Undoubtedly, it is this boarding process which most clearly demonstrates the incalculable value (or, as I will later suggest, inconsequence) of priority. We all know how it works. The Sky Power, having set up a little access sign in the gate area, rewards its Prioritized Chosen with the absolute coolest privilege It can, in Its omnipotence, imagine--the exclusive right to board the plane via the lane to the RIGHT OF THE SIGN. This is presumably such an honor that it must be qualified, in religious terms, as a sort of "rapture"--a direct and immediate translation into the heavenly chambers of the awaiting Boeing, a sort of bodily Assumption, whether or not one is a virgin.

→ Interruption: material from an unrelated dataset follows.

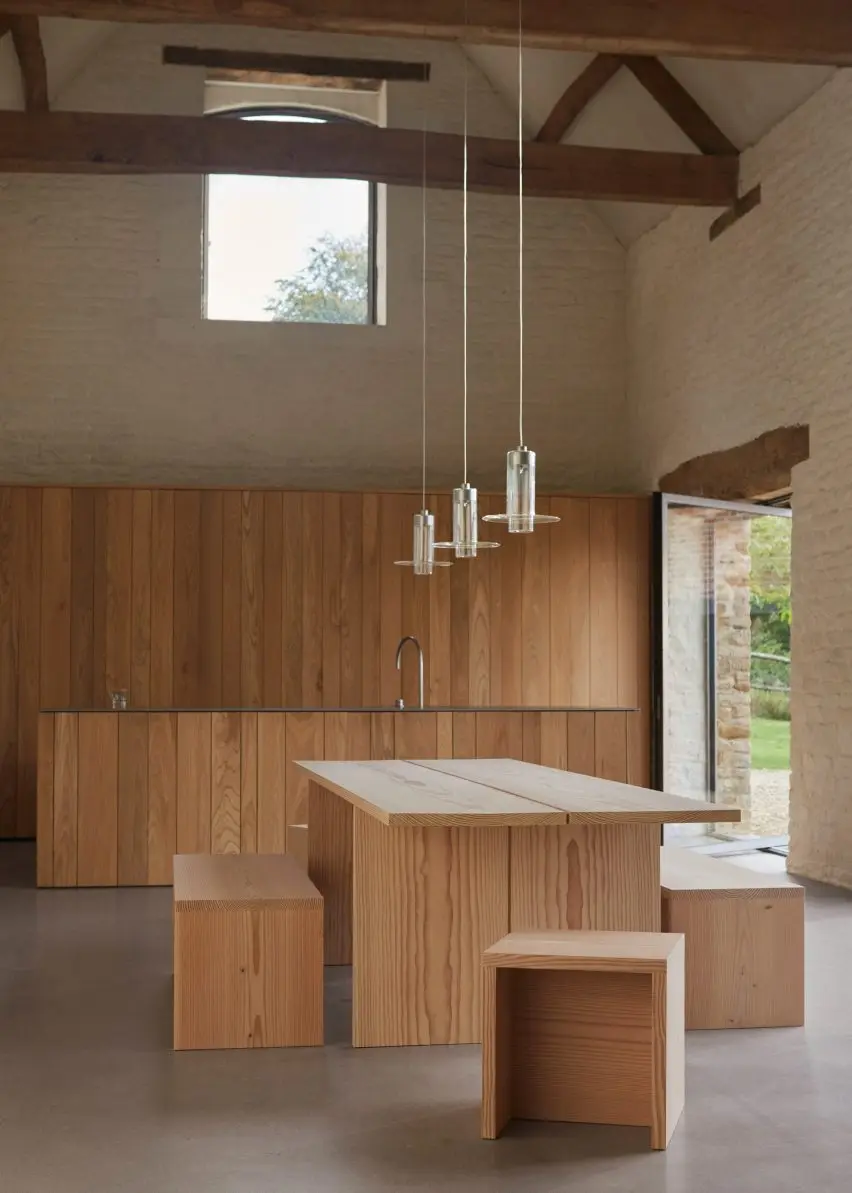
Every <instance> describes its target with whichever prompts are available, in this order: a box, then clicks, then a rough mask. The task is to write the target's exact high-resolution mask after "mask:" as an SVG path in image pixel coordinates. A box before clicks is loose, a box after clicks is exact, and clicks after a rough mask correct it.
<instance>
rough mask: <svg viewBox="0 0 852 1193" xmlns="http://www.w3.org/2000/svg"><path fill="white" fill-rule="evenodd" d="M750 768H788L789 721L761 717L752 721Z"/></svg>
mask: <svg viewBox="0 0 852 1193" xmlns="http://www.w3.org/2000/svg"><path fill="white" fill-rule="evenodd" d="M752 769H753V771H789V769H790V722H789V721H765V719H764V718H763V717H755V718H754V719H753V721H752Z"/></svg>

Needless to say, of course, such ethereal access must necessarily be denied those travelers bearing no gold, platinum or gemstone boarding passes. Verily, verily, these unlucky infidels, assigned merely to a lowly "zone," can never, ever, be allowed to experience the exaltation of passing to the RIGHT of that sign. Instead, wretched unaffiliated any-carrier travelers, they are eternally condemned to pass--after all the rightwing Prioritized Chosen--to the LEFT OF THE SIGN. Oh, the shame and humiliation! The precious sheep having already entered the fold, they, the riffraff left behind, count as nothing but despicable leftwing goats.


And yet...wait, oh ye of too much over-eager faith. Let's think about this a bit.

Because, after all, isn't the distance to the plane exactly the same from either the right or the left of the sign? Hmm... And don't we all, sheep and goats alike, board the same plane? And don't we all leave at the same time? Don't we all journey to the same destination? Uh, well...yes, that's about right. Oh, I know that some of the rightwing Prioritized Chosen get free drinks; some get 4 inches more leg-room; some get microwaved chicken enchiladas even on ridiculously short flights. But in the end, grosso modo and in the final analysis, isn't this Life Journey for which we are all ticketed still roughly comparable for all--for both the rightwing prioritized and the leftwing unaffiliated? In short, I have to ask, is the payoff for a lifetime of submission, tithing and conforming to SkyPower restrictions really worth the cost? Well, perhaps--especially for those who love microwaved chicken...

But there's also the possibility that in our desperate quest for heavenly delights, we are just being jerked around--tricked by a Priority Access sign into thinking that the rightwingers will get a scepter (and the others the shaft), when in actual fact, all of us, on both sides of the sign--rightwingers and leftwingers alike--are just getting taken for a ride.